We got off work a bit early today and I had thought about trying to drive up to see the launch. But it would have been iffy at best on the timing, especially on a “get out of town” day for the holiday weekend, with the fires still burning up the coast as a bonus traffic problem. I figured the launch might be visible from our front yard.
Holy cow! Wow! Jeez, Louise! Oh my God! What a freaking amazing site!
Flying from the lower right toward the upper left, here’s what it looked like just after first stage separation. That “puffball” in the contrail right about in the middle of the image is where the first stage separation occurred.

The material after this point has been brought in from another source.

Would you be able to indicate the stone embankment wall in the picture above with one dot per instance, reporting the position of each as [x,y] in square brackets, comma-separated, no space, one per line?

The bright light in the upper left is the moon – the bright spot just off the left edge is the first stage, heading toward the Pacific Ocean. (They did not recover this first stage. Why? They’ve gotten so successful at recovering them apparently that they’re overstocked.)
Just a second later, a slightly different angle, you see the second stage to the left of the first stage and the moon. It’s heading toward orbit. (The ten Iridium satellites just finished deploying successfully about five minutes ago.)
After the second stage disappears over the horizon to the south and the first stage has gone down to the Pacific Ocean off of Mexico, the contrail remains, high up in the atmosphere, still lit by the sun.
This was also TOTALLY FREAKING OUT EVERYONE in Los Angeles.
Up close, the detail and filigree of this dispersing cloud is just beautiful.
Download this picture to your computer…
…and this one. Then flip back and forth between them. They were taken four seconds apart, but you can see how the cloud is spreading and flowing.
Finally, as the Earth kept rotating (as planets do) and the sun moved further beyond the horizon (as suns do), the cloud started to dim…
We got a LOT of folks driving by stopping and asking what it was.
It was SPECTACULAR, that’s what it was!